Here. Read it for yourself. Doesn’t take more than a few hours at most:
http://www.geom.uiuc.edu/~banchoff/Flatland/
Friend: ooo, I liked that one too – listen to it as an audiobook.

I want to be a three-dimensional god-being hovering over 2D flatland, speaking pronouncements inside people’s heads, making them explode by pushing my fingers into them.
Friend: * I listened to it as an audiobook, that is.
Friend: http://en.wikipedia.org/wiki/Flatland 
Me: I did. I listened to it as an audiobook while following along with a text copy. 

And lol that’s a bit morbid. But I’d sure love to mess with their minds xD

MAYBE THE VOICES INSIDE OUR HEADS ARE ACTUALLY FOUR DIMENSIONAL CREATURES TALKING TO US O_O x’DDDD
Friend: Holy crap, someone made a movie about this: http://www.youtube.com/watch?v=eyuNrm4VK2w
…I’m not sure i like their interpretation, the talking Pac Men and such…
Friend: Flatland is an MMPORPG waiting to be built, isn’t it?
Me: I saw it a loooong time ago, but it’s nothing like the actual book.
Me:  OH MY GOD YES
Friend: You have your marching orders, MathematicallyMindedFractal. YOU are the person to make this happen. Seriously.
Me:  Once I’m in college I will make it happen. Especially if I go to MIT. Because there I can gather a team of programmers that will want that to happen as much as I do.

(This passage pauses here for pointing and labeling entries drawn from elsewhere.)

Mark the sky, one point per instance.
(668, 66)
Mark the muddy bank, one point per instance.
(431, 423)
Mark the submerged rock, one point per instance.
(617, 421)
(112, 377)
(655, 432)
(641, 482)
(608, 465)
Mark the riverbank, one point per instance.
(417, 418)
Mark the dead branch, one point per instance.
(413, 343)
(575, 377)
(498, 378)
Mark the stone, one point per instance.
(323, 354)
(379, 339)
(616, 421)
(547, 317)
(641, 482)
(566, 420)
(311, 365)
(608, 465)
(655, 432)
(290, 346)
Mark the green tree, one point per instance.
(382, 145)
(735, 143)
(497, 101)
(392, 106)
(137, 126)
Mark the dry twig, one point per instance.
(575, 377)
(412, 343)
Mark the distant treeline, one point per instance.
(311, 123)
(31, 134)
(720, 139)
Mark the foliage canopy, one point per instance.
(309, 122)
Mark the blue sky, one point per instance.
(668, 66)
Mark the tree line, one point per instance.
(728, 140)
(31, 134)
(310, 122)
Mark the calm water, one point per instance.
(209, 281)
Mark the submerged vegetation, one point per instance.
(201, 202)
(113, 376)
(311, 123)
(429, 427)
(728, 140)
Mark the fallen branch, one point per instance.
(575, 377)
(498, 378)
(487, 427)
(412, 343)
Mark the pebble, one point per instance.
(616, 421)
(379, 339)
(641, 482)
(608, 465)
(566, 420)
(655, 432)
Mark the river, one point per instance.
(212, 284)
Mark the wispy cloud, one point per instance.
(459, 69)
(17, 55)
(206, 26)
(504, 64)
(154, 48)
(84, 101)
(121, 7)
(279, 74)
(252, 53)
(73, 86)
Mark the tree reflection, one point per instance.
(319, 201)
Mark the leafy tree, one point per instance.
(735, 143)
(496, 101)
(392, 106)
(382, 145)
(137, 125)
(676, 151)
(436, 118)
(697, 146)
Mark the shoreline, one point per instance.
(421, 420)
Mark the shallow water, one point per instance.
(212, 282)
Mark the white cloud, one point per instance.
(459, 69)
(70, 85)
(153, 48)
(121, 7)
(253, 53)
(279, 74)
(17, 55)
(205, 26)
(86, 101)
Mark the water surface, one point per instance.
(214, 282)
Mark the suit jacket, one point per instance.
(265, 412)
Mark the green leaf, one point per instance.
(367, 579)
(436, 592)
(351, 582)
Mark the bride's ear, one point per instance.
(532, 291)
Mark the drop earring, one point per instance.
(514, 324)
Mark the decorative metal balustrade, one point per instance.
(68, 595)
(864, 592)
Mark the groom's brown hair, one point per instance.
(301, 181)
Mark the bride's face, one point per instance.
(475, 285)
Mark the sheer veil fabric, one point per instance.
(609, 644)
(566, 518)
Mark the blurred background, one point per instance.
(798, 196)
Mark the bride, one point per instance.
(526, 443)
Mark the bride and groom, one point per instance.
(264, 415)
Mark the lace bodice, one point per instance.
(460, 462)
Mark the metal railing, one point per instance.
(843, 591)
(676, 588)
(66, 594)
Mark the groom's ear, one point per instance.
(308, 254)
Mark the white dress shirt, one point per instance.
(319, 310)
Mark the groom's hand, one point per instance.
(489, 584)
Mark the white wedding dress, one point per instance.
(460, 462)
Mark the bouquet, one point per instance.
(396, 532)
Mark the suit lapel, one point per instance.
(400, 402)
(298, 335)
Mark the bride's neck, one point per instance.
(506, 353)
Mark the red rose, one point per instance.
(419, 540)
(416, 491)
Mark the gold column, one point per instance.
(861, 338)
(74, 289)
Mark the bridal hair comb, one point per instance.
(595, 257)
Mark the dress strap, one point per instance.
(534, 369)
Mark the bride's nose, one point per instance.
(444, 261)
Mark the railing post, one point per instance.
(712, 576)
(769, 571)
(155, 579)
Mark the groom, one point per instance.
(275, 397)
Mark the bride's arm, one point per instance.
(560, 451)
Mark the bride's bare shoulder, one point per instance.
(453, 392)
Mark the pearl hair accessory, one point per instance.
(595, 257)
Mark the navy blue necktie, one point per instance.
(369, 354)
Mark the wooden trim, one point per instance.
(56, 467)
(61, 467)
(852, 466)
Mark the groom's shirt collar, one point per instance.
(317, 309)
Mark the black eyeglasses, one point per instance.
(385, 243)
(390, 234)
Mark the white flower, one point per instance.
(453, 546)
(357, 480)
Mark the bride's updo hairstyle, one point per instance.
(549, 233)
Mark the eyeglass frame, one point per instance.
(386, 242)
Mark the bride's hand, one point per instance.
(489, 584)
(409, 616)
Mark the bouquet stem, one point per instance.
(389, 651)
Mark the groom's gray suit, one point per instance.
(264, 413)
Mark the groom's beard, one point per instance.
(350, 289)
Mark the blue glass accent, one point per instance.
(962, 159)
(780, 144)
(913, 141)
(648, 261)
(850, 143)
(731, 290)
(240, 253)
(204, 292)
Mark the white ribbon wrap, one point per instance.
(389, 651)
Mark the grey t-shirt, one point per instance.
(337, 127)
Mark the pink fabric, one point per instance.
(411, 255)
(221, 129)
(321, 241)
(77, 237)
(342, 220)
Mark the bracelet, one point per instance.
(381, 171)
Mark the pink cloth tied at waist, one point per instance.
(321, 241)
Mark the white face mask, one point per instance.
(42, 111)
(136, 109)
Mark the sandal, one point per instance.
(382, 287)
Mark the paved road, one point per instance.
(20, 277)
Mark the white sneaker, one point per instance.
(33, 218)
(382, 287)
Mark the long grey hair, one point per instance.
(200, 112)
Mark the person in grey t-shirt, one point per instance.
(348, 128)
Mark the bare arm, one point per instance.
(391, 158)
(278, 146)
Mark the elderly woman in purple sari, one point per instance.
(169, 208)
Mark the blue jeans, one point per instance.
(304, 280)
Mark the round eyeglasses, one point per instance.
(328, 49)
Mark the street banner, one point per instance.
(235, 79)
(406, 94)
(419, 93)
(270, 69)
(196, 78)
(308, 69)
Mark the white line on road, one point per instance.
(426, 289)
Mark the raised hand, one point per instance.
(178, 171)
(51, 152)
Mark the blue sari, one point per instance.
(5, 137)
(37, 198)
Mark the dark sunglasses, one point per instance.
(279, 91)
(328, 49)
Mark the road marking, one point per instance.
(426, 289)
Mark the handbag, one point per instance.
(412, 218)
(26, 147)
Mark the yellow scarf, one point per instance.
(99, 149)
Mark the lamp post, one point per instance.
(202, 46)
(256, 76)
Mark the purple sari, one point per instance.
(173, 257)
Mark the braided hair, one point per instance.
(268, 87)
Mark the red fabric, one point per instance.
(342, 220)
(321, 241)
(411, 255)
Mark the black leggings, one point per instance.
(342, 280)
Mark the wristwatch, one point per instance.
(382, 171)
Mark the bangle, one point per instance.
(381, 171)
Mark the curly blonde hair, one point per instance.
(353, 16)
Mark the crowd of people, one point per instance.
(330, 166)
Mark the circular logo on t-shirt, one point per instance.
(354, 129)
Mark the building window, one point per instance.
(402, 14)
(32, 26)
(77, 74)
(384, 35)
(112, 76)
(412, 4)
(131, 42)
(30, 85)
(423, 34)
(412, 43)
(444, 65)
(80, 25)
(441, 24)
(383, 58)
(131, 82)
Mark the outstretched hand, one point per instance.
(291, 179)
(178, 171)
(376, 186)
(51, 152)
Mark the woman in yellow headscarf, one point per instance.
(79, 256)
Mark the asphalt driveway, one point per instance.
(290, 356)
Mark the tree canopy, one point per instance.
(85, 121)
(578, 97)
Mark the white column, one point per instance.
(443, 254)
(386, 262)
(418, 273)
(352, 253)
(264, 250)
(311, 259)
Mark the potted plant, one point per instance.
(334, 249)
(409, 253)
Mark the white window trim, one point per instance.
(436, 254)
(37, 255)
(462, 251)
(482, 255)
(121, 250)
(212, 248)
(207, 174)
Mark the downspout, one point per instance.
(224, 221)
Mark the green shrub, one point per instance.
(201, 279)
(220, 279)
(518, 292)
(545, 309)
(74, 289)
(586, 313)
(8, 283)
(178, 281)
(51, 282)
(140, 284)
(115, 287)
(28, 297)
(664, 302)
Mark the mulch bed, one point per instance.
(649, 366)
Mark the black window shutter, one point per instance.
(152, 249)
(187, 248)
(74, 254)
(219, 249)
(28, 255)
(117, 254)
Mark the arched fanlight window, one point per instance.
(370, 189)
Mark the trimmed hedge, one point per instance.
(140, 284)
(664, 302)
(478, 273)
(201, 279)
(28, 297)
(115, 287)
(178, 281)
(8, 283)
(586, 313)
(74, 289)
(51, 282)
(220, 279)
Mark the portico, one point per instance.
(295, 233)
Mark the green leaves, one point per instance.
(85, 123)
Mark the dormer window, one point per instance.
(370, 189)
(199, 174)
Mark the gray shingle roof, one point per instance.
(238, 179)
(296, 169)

With optional first person POV! 😀
FLATLAND: THE GAME
With story mode and MMORPG mode. OMFG THIS NEEDS TO HAPPEN NOW
Friend: “optional first person POV” XD
I really want to play this game, Math. I don’t know anyone who would be better suited than you to pull it off, in all seriousness.
Me: You know, I’m going to take a few CS classes just so I can make this a reality. Follow me for the next few years, and pretty soon this will become a real thing. I’ll also put you on the team of alpha testers. x’D


That was the exact conversation.
In case the MIT admissions office is reading this, I can’t possibly repost all of my intellectual conversations to this blog. But I assure you–this is indeed what I do talk about in my spare time. In fact, it’s 1:50 AM 10/27/14. This. This is life. THIS IS MY LIFE, I TELL YOU. Ah Stream-of-Consciousness, why can’t I censor you when I’m sleepy… because my subconscience is funny and might lead to meta self-referential humor like this sentence.